The two Marys and Salome were among the handful of people, nearly all women, who had stuck with Jesus right to the very end and witnessed at first hand his brutal execution on the Cross. Now his body had vanished and a mysterious apparition had told them that Christ was “risen”. Nothing could ever be the same again.

The account of the Resurrection that we heard this morning, that from the Gospel of St Mark, was the earliest to be written. It has always been convincing to me precisely because it doesn’t attempt to hide how disturbing and incomprehensible the Resurrection was for its first witnesses. The story doesn’t end in a triumphant reappearance from Jesus, but with the women running screaming out into the dawn, terrified and bewildered. This is nothing like what the holy books of constructed religions look like – we’ve had enough of them over the past few hundred years, from the Book of Mormon to the works of Scientology, to know. Nobody would make up this story if they wanted to convince people of some religious fake news.

In fact, this was too strange an ending, so a few hundred years later, a new conclusion to St Mark’s Gospel, more conventional and neatly wrapped-up, was invented using material from the other Gospels. It’s only in the last few generations that scholarship has made that clear, and we’ve returned to the original ending, thank God. Not only because it is more convincing, but because it also far closer to my own actual experiences of encounters with God, and I think that is true for many of us. We expect to confirm our knowledge that God is dead, and instead find that His apparent absence is because He is risen. We recognise Him not because he appears to us in clouds with thunderclaps, but because we hear rumours from those trusted least and, if we are lucky, we see the unmistakable signs that He has been in the vicinity and upended the order of things.

The good news that Christ did indeed rise from the dead can be disturbing, I think in part because, we human beings can be surprisingly content to rest, often rather resentfully, in a shoddy but predictable present. Even a prison has a routine and three square meals a day. Resurrection means that the present state of things will be disturbed; fear of the unknowable future can drive us to cling to a present that is no longer life-giving. As the old saying goes, “I don’t mind the despair, it’s the hope that I can’t stand.”

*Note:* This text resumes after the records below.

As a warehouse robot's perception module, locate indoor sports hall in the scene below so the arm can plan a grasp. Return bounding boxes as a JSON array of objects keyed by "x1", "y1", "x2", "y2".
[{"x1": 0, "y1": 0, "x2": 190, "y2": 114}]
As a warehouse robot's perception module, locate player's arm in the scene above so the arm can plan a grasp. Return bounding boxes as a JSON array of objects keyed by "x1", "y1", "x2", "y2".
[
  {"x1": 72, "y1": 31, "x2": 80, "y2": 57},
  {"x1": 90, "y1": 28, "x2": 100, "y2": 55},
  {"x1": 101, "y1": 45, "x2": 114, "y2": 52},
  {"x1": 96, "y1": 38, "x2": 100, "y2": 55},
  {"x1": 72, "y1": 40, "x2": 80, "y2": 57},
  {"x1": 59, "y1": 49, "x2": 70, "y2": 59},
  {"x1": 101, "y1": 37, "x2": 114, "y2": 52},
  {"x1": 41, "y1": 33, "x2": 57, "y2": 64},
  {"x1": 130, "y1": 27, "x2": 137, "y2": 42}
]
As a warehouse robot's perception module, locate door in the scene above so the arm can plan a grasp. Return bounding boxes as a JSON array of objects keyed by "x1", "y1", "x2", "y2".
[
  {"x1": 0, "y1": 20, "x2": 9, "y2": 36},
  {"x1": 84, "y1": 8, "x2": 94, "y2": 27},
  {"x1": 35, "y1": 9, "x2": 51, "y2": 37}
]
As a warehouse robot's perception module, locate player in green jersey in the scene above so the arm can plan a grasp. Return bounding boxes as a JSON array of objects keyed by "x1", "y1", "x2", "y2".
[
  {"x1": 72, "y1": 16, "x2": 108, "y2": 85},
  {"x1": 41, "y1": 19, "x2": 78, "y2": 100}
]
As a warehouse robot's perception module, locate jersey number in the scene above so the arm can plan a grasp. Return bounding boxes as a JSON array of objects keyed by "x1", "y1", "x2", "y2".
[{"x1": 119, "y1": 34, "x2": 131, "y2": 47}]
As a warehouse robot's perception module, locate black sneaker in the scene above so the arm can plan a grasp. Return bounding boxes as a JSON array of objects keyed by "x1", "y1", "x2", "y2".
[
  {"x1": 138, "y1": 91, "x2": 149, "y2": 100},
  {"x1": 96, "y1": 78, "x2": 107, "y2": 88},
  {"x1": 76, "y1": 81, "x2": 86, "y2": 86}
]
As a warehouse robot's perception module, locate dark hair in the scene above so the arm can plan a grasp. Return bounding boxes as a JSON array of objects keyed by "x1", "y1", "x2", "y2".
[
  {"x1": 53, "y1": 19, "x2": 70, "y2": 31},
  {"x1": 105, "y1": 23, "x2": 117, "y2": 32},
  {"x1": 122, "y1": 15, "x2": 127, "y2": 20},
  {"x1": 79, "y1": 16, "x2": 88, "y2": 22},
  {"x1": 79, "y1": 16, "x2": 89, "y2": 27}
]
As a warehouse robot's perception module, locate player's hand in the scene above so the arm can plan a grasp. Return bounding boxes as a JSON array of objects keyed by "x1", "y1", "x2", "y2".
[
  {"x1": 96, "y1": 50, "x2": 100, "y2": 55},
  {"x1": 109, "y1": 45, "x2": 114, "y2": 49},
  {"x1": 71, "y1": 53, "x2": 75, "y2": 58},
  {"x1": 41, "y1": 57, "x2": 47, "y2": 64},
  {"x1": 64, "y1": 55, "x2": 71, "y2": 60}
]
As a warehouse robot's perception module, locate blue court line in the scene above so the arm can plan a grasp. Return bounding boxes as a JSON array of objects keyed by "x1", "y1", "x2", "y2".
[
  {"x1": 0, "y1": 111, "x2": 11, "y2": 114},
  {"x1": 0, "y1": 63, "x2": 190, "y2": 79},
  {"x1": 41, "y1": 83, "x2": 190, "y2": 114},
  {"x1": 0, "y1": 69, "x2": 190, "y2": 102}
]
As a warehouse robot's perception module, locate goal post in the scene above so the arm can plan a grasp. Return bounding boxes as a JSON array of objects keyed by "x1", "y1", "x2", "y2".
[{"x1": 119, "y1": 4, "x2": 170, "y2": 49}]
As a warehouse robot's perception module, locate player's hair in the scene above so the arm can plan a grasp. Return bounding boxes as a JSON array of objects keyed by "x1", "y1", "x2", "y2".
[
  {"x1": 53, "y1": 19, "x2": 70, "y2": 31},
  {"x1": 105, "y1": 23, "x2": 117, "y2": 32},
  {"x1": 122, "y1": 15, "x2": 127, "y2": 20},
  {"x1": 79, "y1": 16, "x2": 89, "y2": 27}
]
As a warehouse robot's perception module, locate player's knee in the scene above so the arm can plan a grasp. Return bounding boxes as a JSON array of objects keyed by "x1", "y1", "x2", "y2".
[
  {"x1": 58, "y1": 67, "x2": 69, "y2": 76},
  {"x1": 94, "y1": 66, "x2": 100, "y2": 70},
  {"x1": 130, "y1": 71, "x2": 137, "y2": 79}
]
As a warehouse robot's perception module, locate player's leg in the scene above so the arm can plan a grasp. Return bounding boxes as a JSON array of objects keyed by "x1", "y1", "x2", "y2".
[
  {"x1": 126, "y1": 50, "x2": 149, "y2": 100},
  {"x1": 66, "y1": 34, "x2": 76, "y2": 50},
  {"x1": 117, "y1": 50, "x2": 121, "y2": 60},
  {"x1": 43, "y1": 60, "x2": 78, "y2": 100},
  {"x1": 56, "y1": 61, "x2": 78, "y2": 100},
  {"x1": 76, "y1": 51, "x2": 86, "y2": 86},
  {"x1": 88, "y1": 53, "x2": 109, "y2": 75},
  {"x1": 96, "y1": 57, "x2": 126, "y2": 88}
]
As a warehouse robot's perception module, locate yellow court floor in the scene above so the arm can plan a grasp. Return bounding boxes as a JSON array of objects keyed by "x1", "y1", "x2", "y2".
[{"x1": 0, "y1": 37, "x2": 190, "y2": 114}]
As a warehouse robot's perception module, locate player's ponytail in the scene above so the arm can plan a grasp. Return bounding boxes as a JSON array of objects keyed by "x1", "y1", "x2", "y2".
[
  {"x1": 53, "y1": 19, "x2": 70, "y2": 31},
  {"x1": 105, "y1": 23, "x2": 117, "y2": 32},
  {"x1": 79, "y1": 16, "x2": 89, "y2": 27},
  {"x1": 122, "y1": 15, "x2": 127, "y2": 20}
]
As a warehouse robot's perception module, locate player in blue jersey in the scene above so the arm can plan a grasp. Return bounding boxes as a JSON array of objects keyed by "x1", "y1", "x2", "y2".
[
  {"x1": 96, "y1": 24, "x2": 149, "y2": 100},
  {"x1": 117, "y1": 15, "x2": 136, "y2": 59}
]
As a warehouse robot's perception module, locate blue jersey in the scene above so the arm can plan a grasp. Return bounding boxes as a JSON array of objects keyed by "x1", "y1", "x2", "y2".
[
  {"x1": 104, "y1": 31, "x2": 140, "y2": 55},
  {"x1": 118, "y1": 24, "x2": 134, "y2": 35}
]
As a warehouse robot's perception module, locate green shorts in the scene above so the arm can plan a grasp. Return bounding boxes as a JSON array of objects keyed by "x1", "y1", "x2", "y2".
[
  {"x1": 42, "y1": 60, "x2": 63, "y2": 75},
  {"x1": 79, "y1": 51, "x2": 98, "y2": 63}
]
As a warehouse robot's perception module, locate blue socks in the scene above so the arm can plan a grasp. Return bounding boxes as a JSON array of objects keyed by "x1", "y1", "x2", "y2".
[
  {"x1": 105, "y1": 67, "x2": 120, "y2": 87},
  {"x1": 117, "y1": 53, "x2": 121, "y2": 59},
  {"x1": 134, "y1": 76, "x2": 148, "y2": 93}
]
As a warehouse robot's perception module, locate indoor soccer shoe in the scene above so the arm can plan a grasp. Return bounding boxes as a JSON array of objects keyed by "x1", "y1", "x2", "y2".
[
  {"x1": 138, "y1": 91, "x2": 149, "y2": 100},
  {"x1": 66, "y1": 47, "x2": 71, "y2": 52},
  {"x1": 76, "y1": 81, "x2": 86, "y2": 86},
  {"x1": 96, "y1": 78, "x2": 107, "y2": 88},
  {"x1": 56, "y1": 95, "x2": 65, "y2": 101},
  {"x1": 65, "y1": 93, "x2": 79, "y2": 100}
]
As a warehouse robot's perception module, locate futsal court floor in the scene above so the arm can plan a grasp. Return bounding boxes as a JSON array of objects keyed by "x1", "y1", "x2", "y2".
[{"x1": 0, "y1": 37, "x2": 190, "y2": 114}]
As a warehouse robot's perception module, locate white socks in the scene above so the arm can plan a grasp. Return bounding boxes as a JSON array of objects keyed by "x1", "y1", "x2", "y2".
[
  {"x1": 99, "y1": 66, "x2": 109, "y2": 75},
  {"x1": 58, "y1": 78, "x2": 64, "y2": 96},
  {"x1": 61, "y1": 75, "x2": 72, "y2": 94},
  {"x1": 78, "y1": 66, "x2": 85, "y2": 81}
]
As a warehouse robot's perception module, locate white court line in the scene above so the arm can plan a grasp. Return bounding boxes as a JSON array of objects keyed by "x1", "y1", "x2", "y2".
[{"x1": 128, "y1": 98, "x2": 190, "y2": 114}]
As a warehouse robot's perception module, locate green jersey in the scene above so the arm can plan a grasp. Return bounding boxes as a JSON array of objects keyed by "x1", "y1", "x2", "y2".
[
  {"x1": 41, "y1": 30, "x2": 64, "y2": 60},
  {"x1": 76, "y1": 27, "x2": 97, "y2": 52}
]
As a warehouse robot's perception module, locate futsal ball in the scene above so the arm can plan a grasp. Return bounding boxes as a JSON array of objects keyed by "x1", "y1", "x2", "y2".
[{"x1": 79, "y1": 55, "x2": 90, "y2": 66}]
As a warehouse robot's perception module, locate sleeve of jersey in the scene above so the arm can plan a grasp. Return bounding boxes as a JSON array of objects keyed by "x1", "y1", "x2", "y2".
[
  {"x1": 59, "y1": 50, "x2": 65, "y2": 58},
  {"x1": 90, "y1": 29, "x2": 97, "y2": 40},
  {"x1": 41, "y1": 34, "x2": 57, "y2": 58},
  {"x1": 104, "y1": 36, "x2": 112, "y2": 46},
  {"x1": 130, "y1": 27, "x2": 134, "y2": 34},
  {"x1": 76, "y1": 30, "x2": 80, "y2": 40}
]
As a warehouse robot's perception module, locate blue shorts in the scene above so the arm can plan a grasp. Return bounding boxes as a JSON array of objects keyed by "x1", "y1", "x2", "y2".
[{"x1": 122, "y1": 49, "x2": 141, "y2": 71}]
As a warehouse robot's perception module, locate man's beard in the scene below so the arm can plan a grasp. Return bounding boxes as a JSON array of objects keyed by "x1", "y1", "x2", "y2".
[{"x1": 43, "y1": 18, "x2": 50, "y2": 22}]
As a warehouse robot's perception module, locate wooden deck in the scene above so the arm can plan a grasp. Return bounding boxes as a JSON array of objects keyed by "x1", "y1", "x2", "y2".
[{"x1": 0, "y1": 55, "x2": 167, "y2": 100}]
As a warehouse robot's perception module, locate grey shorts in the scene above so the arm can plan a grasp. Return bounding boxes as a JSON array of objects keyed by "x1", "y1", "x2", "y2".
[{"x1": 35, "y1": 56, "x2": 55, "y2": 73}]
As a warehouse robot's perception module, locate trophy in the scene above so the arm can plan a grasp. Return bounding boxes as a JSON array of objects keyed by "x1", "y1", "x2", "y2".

Embracing new life, in any sense, takes courage. Embracing the Resurrection takes the courage to accept an idea about the nature of reality that our modern Western culture, consumed with the idea of its clever sophistication, rejects as primitive and stupid.

That disturbing good news of Jesus Christ’s Resurrection isn’t just about our eternal destiny, but how we live our lives now. The knowledge that Christ has opened the way to eternal life should enable us to see more clearly and freely the world we live in and our place in it, unchained from the need for self-justification and denial and all the other silly games we play because we’re frightened that we’re not really people of much worth. Yet, in reality we’re people of such immense worth that Christ stretched out His arms on the Cross to carry us over into eternal life. That knowledge of that divine love should free us, at least a little, from those fears and doubts and inabilities to love ourselves that prevent us living our lives to the full – free to love and not to hate; free to forgive and not to bear grudges; free to trust and not to fear.

It should free us to try to live out the Resurrection on earth, as it is in heaven. That can be frightening, as it was for Mary Magdalene, and Mary the Mother of James, and Salome, on a Sunday morning two-thousand years ago. But if we embrace a life of Resurrection, God can lead us to fuller lives than we could ever have imagined for ourselves.

Now to the only wise God our saviour, Father, Son, and Holy Spirit, be glory and majesty, dominion and power, both now and ever. Amen.